Oh, the dear uncle! He must have lived a very secluded or very absorbed life, for he was pathetically ignorant of all that concerns motor-cars. His was the sort of ignorance savants have with regard to sciences in which they are not specialists. My physiologist was not strong on the subject of mechanics. He hardly suspected the principle of this docile, supple, silent and speedy engine of locomotion which roused his enthusiasm.
At the edge of the forest:
“Let us stop here, please,” said he. “You must explain this machine to me. This is where I usually end my walks. I am an old eccentric. You shall go on by yourself afterwards, if you like.”
I began my demonstration, and I perceived that the hooter, only slightly damaged, could be repaired in a turn of the hand. Two screws and a piece of wire restored its deafening power. Lerne, at the sound of it, beamed with ingenuous delight. I went on with my lecture, and as I talked, my uncle listened to me with increasing attention.
In truth the thing deserved attentive interest. During the preceding three years, if motor engines had but little changed in the essentials of their structure and in that of their principal organs, fittings on the other hand had progressed, and the materials employed were employed more judiciously. Thus, in the construction of my car, whose only woodwork was the racing-seats, no wood had been employed. My 80 horse-power affair formed a little luxurious and neatly furnished workshop all of cast iron and steel, of copper and aluminum. The great invention of the day had been applied to it—I mean that it did not rest on four pneumatic tires, but on spring-wheels which were wonderfully elastic. Nowadays that seems quite a matter of course; but a year ago my iron fellies caused much surprise.
But the most remarkable thing about my 234 XY, when you come to think of it, was, I think, that improvement which engineers obtained so slowly that one did not see it growing day by day—I mean its automatism.

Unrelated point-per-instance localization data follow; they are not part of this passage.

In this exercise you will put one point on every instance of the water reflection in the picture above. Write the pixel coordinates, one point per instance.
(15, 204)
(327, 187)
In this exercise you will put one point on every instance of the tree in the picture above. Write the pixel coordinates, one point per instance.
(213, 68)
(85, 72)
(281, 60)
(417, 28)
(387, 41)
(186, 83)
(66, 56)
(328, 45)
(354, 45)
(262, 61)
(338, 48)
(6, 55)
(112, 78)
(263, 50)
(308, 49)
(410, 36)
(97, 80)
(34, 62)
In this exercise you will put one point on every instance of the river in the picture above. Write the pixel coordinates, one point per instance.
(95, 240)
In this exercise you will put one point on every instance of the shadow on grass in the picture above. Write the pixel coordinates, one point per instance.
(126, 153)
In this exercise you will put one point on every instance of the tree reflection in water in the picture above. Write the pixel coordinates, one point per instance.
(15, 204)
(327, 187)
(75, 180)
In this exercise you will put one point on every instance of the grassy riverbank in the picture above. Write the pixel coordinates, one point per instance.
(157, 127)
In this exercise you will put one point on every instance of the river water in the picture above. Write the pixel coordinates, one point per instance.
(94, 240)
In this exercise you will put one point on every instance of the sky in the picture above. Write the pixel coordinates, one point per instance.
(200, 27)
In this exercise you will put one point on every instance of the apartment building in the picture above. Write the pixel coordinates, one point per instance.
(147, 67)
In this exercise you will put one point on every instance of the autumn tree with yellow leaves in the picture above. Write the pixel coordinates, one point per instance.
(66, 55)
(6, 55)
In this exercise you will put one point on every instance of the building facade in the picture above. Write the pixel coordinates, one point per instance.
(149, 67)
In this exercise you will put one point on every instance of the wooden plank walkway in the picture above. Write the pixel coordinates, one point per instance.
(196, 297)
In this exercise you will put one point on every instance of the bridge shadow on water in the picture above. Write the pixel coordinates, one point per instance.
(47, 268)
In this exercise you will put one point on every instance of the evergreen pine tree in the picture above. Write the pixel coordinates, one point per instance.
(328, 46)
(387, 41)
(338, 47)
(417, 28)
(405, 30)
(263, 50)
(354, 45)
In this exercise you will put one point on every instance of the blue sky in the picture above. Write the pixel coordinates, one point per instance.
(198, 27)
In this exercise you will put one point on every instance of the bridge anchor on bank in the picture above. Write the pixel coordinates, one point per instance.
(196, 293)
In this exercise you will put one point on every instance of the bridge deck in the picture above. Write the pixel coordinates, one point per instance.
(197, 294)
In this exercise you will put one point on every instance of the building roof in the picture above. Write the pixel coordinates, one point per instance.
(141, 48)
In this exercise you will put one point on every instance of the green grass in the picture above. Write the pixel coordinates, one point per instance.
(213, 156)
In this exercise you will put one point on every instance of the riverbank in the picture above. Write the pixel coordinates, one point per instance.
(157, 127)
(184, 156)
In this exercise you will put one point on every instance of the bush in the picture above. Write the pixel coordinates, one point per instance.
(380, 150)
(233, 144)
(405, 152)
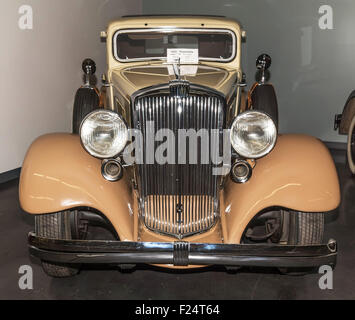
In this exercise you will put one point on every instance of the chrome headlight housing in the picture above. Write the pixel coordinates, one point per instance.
(253, 134)
(103, 134)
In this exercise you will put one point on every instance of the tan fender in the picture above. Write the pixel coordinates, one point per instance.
(298, 174)
(58, 174)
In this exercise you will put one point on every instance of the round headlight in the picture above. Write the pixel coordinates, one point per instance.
(103, 134)
(253, 134)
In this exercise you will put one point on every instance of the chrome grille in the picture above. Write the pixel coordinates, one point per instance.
(178, 199)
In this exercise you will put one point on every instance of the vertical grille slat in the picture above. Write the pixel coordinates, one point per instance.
(178, 199)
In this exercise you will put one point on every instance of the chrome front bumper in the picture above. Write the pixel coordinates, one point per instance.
(182, 253)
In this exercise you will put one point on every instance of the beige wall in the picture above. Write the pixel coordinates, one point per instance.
(40, 69)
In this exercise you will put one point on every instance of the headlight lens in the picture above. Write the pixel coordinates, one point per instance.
(253, 134)
(103, 134)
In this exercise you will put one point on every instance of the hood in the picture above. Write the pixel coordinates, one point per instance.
(129, 80)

The first horseless machine was encumbered with levers, pedals, handles and wheels necessary for its guidance, and with taps and grease-valves to turn, which were indispensable for the functioning of the engine. Now, each generation of motor-cars has dispensed with these more and more completely. One by one, almost all those handles have disappeared which require the incessant intervention of man. In our days, by means of its organs which have become automatic, the mechanism controls the mechanism. A chauffeur is no more than a pilot; once going, his machine keeps up its own energy; once awake, it will only fall asleep again at the word of command. In short, as Lerne bade me note, the modern motor-car enjoys properties that a spinal cord might confer; it enjoys instinct and reflex actions. Spontaneous movements take place in it along with the voluntary movements caused by the intelligence of the driver, who becomes as it were the brain of the vehicle. It is from this intelligence that the orders for definite actions go, transmitted by the metallic nerves to the steel muscles.
“Moreover,” said my uncle, “the resemblance between this machine and the body of a vertebrate animal is striking.”

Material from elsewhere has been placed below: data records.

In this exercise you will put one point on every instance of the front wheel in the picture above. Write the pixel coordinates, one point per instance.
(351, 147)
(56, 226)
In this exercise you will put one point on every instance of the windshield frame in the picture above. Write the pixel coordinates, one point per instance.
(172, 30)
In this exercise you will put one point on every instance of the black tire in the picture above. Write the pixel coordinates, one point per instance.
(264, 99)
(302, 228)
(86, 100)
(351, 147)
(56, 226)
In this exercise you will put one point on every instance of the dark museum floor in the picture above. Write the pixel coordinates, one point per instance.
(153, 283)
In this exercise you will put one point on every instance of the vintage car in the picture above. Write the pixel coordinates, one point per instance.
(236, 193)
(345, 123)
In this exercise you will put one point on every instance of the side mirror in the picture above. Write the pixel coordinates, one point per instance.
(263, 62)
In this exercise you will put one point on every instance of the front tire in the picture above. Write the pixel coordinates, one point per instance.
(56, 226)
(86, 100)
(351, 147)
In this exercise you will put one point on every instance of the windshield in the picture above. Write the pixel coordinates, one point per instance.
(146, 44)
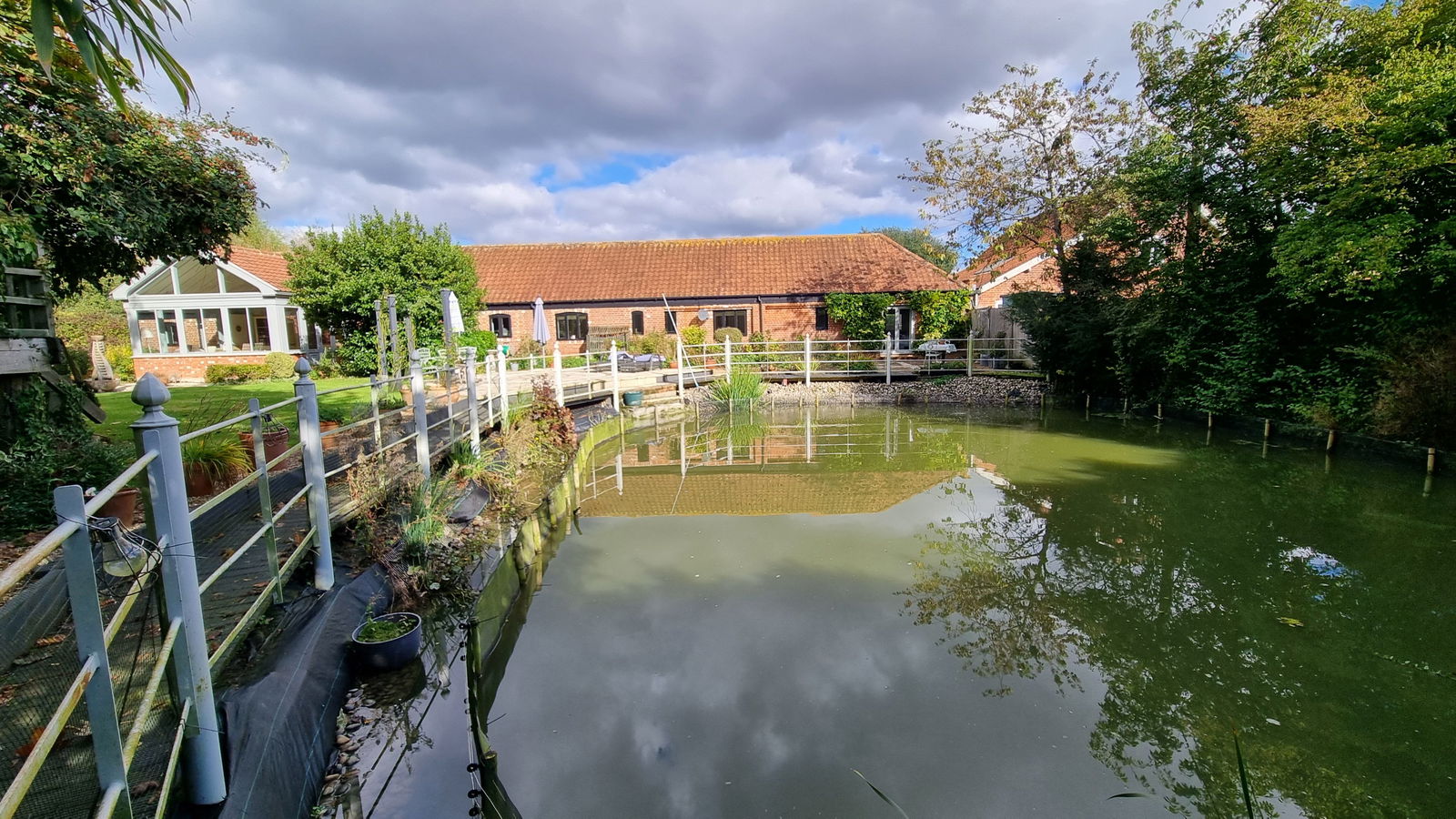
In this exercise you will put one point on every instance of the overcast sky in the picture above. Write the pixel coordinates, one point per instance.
(579, 120)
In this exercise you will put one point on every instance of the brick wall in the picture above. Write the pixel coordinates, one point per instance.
(779, 321)
(189, 368)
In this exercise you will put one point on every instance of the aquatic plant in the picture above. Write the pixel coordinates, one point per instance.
(739, 388)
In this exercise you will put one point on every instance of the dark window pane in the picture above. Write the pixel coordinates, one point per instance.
(737, 319)
(571, 327)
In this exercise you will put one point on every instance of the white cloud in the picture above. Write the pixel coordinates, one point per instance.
(776, 116)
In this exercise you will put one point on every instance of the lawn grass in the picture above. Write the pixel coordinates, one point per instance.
(222, 401)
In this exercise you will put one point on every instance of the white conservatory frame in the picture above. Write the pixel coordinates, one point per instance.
(181, 296)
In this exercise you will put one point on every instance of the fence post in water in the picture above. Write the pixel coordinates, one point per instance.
(682, 365)
(417, 385)
(616, 382)
(555, 365)
(172, 526)
(91, 644)
(470, 399)
(393, 337)
(500, 365)
(313, 474)
(808, 359)
(264, 494)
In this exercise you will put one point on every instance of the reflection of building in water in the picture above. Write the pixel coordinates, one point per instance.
(762, 467)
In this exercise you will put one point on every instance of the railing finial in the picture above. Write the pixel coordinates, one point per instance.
(150, 394)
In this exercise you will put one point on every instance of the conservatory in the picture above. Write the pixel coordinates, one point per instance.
(186, 315)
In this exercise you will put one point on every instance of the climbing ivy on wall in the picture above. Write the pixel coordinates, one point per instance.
(864, 314)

Here Lerne was entering his own domain. I lent an attentive ear, and he went on:
“We have here the nervous and muscular systems represented by the striker-rods, the driving-gear and the cranks. And the châssis, Nicolas, what is it but the skeleton into which the tenants insert themselves like tendons? Blood, the vital element, circulates in those copper arteries in the form of petrol. The carburetor breathes; it’s a lung; instead of combining air with blood, it mixes it with the vapor of the petrol, that’s all! This hood resembles a thorax in which life beats rhythmically—our joints move in the synovia as those swivel-joints in oil. Under the shelter of the resisting skin of the case is the tank, a stomach that grows hungry and is replenished. Here, phosphorescent like those of cats, but as yet void of sight, are eyes, its lamps; its voice is the hooter; and—but I need not go into further details. In a word, Nicolas, the only thing wanting to your car is brain, which you sometimes supply; having that it would become a great deaf beast, blind, insensitive and sterile, without the sense of taste or of smell.”